Monday, 01 July 2019

Some ANY Aggregate Transformations are Broken

Introduction

The ANY aggregate is not something we can write directly in Transact SQL. It is an internal only feature used by the query optimizer and execution engine.

I am personally quite fond of the ANY aggregate, so it was a bit disappointing to learn that it is broken in quite a fundamental way. The particular flavour of ‘broken’ I am referring to here is the wrong-results variety.

In this article, I take a look at two particular places where the ANY aggregate commonly shows up, demonstrate the wrong results problem, and suggest workarounds where necessary.

For background on the ANY aggregate, please see my previous post Undocumented Query Plans: The ANY Aggregate.

1. One Row Per Group Queries

This must be one of the most common day-to-day query requirements, with a very well-known solution. You probably write this sort of query every day, automatically following the pattern, without really thinking about it.

The idea is to number the input set of rows using the ROW_NUMBER window function, partitioned by the grouping column or columns. That is wrapped in a Common Table Expression or derived table, and filtered down to rows where the computed row number is equal to one. Since the ROW_NUMBER restarts at one for each group, this gives us the required one row per group.

There is no problem with that general pattern. The type of one row per group query that is subject to the ANY aggregate problem is the one where we do not care which particular row is selected from each group.

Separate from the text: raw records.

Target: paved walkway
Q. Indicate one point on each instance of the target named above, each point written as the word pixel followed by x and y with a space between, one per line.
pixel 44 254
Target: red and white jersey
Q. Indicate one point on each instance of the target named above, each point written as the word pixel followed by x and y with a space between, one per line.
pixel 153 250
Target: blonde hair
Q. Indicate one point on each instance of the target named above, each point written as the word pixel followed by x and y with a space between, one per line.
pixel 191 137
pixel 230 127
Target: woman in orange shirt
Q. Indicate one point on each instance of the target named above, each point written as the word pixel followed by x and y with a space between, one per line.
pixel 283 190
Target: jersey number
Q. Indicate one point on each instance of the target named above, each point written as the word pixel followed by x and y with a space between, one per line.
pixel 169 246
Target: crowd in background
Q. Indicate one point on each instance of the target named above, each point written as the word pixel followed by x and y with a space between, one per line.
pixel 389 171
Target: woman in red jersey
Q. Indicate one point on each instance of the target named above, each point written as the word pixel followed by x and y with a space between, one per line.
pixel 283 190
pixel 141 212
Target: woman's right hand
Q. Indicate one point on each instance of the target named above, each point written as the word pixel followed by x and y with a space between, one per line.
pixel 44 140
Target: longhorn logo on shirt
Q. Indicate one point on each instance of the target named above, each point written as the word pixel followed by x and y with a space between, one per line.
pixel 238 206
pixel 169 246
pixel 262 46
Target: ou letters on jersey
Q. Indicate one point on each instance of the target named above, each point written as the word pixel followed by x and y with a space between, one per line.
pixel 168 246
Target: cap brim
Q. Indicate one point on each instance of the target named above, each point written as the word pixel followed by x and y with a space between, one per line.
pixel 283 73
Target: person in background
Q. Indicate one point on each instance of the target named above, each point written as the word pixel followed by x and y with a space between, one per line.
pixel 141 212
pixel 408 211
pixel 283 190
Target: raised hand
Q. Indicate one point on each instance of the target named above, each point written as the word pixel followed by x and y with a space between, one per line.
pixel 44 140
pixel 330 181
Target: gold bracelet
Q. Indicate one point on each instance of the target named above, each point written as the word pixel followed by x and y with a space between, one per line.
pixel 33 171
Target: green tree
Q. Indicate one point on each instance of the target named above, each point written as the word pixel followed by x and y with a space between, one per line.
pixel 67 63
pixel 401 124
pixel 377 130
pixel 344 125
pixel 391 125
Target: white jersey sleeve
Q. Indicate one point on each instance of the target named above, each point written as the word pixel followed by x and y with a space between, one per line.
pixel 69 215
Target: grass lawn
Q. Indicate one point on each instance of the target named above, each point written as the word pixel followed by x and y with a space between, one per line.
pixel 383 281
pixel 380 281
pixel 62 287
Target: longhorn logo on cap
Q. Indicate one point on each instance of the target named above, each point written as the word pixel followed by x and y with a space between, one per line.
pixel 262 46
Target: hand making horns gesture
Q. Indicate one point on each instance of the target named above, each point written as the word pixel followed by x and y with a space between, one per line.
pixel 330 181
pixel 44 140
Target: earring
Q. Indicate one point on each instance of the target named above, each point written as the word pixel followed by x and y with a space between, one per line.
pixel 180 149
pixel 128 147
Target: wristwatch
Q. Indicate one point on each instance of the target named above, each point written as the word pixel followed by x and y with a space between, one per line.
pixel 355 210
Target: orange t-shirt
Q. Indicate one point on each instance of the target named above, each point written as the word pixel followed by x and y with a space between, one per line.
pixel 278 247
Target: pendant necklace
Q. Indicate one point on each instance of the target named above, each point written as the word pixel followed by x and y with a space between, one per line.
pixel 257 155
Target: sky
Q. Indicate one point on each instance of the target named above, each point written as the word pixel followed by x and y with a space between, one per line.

In that case, it is not clear which column should be used in the mandatory ORDER BY clause of the ROW_NUMBER window function. After all, we explicitly do not care which row is selected. One common approach is to reuse the PARTITION BY column(s) in the ORDER BY clause. This is where the problem might occur.

Example

Let us look at an example using a toy data set:

CREATE TABLE #Data
(
    c1 integer NULL,
    c2 integer NULL,
    c3 integer NULL
);

INSERT #Data
    (c1, c2, c3)
VALUES
    -- Group 1
    (1, NULL, 1),
    (1, 1, NULL),
    (1, 111, 111),
    -- Group 2
    (2, NULL, 2),
    (2, 2, NULL),
    (2, 222, 222);

The requirement is to return any one complete row of data from each group, where group membership is defined by the value in column c1.

Source data

Following the ROW_NUMBER pattern, we might write a query like the following (notice the ORDER BY clause of the ROW_NUMBER window function matches the PARTITION BY clause):

WITH 
    Numbered AS 
    (
        SELECT 
            D.*, 
            rn = ROW_NUMBER() OVER (
                PARTITION BY D.c1
                ORDER BY D.c1) 
        FROM #Data AS D
    )
SELECT
    N.c1, 
    N.c2, 
    N.c3
FROM Numbered AS N
WHERE
    N.rn = 1;

As presented, this query executes successfully, with correct results. The results are technically non-deterministic since SQL Server could validly return any one of the rows in each group. Nevertheless, if you run this query yourself, you are quite likely to see the same result I do:

One possible result

The execution plan depends on the version of SQL Server used, and does not depend on database compatibility level.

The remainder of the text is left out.